Так точно, дом был тот самый. Мы вошли под высокую мрачную арку, как будто по собственным следам. В наползающих сумерках он был похож на старый выцветший дагерротип, этот маленький внутренний дворик, и я не мог не заметить, что он стал много шире. По краям снесли две-три глинобитные стены – или они обвалились сами, за древностью лет, – и общая площадь его выросла на двести – двести пятьдесят квадратных футов. Обычный здесь бросовый кусок красной глинистой земли, замусоренной и щербатой. В одном из углов – маленькая рака; насколько я помнил, ничего подобного раньше тут не было. Уродливая, тяжеловесная, в новомодном вкусе стальная решетка вокруг. Маленький купол, дерево. Дерево чахлое. Купол облупленный. Типичная макам, Египет ими усыпан, в буквальном смысле слова. Когда-то давным-давно здесь умер отшельник или другой какой-то святой человек, с тех пор место это стало святым, и всякий правоверный может остановиться, чтоб вознести молитву или испросить у покойного помощи в обмен на скромный ex voto.[32] Маленькая рака выглядела как сотни других, ей подобных, и такой же запущенной, словно о ней вот уже пару сотен лет никто не вспоминал. Я стоял и оглядывался вокруг, а потом чистый голос Клеа позвал: «Йа, Абдул!» – и в голосе была нотка радости и предвкушения чего-то особенного, хотя, убей меня Бог, я не мог взять в толк – чего. Из дальнего угла показался человек и пошел к нам, явно стараясь разглядеть сквозь полумрак наши лица. «Он почти совсем ослеп. Не думаю, чтобы он тебя узнал».

«А сам-то он кто такой?» – все эти тайны мало-помалу начали меня раздражать. «Абдул, протеже нашего друга Скоби, – шепнула она в ответ и отвернулась, чтобы сказать: – Абдул, ключ от макам Эль-Скоб у тебя?»

Он тут же ее узнал и, выполнив в знак приветствия в воздухе на уровне груди ряд замысловатых пассов, произвел на свет Божий связку длинных ключей. «Конечно, госпожа моя». – И он звякнул пару раз ключами, непременный жест всякого здешнего сторожа при раке, имеющий целью напугать и отогнать злых джиннов, слоняющихся обыкновенно у входов в разного рода святые места.

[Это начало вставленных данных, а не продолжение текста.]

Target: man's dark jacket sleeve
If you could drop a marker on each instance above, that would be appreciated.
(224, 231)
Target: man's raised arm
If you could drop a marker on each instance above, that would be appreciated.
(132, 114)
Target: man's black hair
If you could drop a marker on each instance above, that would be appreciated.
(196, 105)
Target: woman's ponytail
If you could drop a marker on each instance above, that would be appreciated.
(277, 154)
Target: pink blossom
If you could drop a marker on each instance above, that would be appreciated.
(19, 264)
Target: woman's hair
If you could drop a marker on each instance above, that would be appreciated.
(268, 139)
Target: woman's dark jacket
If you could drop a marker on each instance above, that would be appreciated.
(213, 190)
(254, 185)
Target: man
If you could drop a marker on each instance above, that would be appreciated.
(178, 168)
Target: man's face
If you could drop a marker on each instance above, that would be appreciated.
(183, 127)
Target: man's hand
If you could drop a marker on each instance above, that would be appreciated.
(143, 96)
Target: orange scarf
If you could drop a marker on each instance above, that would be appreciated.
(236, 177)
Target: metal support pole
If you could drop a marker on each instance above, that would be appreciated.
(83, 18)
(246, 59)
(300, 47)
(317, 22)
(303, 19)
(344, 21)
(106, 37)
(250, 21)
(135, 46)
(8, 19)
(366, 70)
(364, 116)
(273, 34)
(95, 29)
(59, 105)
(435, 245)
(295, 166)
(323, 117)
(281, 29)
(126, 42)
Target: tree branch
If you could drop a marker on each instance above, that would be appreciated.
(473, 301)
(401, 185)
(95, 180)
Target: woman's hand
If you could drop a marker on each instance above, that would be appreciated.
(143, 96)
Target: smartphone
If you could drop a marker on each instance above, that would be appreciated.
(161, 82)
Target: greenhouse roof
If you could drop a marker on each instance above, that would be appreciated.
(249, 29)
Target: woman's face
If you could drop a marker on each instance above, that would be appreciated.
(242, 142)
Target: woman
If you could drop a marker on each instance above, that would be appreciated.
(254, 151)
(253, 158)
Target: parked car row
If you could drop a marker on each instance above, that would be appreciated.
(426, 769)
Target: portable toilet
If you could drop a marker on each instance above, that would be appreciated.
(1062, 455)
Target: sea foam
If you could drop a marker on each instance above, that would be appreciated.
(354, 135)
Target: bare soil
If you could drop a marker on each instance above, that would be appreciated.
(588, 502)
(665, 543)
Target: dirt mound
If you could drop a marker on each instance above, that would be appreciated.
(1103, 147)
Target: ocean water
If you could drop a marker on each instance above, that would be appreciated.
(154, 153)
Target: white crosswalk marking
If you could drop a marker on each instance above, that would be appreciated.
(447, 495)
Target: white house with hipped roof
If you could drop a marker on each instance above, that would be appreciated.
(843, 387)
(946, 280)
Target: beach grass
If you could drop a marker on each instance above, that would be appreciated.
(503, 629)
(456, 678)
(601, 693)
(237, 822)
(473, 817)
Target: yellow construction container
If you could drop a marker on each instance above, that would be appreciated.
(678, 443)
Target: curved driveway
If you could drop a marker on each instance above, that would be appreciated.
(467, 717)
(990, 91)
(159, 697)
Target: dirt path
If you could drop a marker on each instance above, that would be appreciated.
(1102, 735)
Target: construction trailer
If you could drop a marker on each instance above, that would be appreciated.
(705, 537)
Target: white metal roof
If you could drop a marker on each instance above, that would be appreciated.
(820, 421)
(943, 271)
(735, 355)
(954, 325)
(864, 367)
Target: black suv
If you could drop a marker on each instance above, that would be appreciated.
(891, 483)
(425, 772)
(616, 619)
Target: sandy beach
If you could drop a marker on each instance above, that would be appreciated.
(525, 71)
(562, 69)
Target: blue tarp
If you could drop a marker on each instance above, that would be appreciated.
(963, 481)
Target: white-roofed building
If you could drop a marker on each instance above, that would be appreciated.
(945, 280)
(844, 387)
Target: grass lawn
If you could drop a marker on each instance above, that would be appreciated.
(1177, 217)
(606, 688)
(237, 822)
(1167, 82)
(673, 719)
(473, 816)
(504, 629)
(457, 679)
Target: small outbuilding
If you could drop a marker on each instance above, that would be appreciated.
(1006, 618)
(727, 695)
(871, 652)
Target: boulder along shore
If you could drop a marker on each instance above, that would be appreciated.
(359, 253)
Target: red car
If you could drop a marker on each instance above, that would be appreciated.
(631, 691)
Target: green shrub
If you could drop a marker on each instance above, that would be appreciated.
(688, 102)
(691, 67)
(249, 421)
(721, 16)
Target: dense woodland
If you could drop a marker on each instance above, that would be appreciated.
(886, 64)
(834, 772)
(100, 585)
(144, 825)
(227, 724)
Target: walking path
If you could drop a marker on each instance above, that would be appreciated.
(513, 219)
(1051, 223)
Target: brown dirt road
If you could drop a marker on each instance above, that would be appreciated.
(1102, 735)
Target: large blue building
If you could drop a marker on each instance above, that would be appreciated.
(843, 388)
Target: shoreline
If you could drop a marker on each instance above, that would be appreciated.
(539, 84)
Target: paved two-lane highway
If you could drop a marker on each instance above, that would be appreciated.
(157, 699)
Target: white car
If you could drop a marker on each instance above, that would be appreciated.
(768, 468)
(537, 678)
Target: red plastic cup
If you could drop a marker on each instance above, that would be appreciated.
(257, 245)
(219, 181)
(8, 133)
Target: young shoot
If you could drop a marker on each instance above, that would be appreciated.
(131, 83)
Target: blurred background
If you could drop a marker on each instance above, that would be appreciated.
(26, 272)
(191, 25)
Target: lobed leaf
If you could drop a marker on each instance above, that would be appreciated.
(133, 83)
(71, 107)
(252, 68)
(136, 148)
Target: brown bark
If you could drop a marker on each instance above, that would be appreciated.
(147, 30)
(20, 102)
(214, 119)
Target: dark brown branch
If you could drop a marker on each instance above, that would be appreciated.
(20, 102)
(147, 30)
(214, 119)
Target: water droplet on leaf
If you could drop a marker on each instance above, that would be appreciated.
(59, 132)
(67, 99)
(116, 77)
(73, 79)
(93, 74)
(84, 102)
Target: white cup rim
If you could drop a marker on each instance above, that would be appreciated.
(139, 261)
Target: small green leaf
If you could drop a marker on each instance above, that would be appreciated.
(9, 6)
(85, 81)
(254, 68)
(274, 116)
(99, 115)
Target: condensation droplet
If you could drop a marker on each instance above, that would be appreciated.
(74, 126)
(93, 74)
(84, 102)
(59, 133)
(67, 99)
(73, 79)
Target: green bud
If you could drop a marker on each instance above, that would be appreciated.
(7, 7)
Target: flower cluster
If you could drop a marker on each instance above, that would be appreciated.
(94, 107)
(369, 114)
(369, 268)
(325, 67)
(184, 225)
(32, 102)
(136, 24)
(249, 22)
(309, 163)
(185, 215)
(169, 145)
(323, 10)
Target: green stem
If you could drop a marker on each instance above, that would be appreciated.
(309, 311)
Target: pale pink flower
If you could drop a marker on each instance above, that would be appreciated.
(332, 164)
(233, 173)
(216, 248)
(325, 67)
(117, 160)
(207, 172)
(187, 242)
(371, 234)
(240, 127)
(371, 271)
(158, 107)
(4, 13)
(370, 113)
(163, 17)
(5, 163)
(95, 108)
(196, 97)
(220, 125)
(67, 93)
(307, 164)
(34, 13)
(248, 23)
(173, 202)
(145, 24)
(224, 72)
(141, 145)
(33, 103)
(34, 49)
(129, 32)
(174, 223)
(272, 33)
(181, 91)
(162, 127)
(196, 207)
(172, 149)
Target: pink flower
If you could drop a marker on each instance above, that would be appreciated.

«Абдул! – воскликнул я удивленно; и – уже шепотом: – Но он же был совсем мальчишка». Что общего у этого скрюченного, согбенного доходяги с походкой столетнего старика и надтреснутым голосом… «Пойдем, – сказала торопливо Клеа, – все объясню потом. А сейчас просто пойдем посмотрим раку». Все еще слегка ошарашенный, я двинулся вслед за сторожем. Еще немного позвенев-погромыхав ключами у самой решетки и разогнав тем самым всех окрестных джиннов, он отпер ржавую калитку и повел нас внутрь. Гробница оказалась маленькая, затхлая, и дышать там было совершенно нечем. Поодаль, в нише, чуть теплился одинокий фитилек, единственный источник неровного, тусклого света. В самом центре находилось нечто, принятое мной, естественно, за могилу святого, – под большим зеленым, шитым прихотливым золотым узором покрывалом. Покрывало Абдул почтительнейшим образом снял, и глазам моим открылось нечто такое, что при всем моем желании возгласа я сдержать не смог. Там оказалась стальная оцинкованная ванна с совершенно четкой надписью, выбитой на одной из ножек: «"Чудо-ванна" от Крабба. Льютон». Она была наполнена – до краев – чистым речным песком, а все ее четыре чудовищные крокодильи лапы выкрашены в стандартный антиджинновый синий цвет. Более чем странный объект поклонения, да еще в особой раке, и обычные в подобных случаях молитвы в адрес Эль-Скоба в исполнении переменившегося до неузнаваемости Абдула, теперь сторожа гробницы, – он дотрагивался по ходу то и дело до висящих вдоль стен ех voto, как до маленьких белых закладок в книге, на память; я слушал со странной смесью удивления и испуга. Ex voto были, конечно же, полоски, оторванные женщинами от собственного нижнего белья и оставленные «на память» святому, который, по их мнению, обладал чудесной силой избавить их от бесплодия. Вот черт! Допотопную ванну друга нашего Скоби выкопали Бог весть откуда и поставили здесь в качестве средства возвращать бездетным производительную силу – и средства, кстати, небезуспешного, если судить по числу приношений.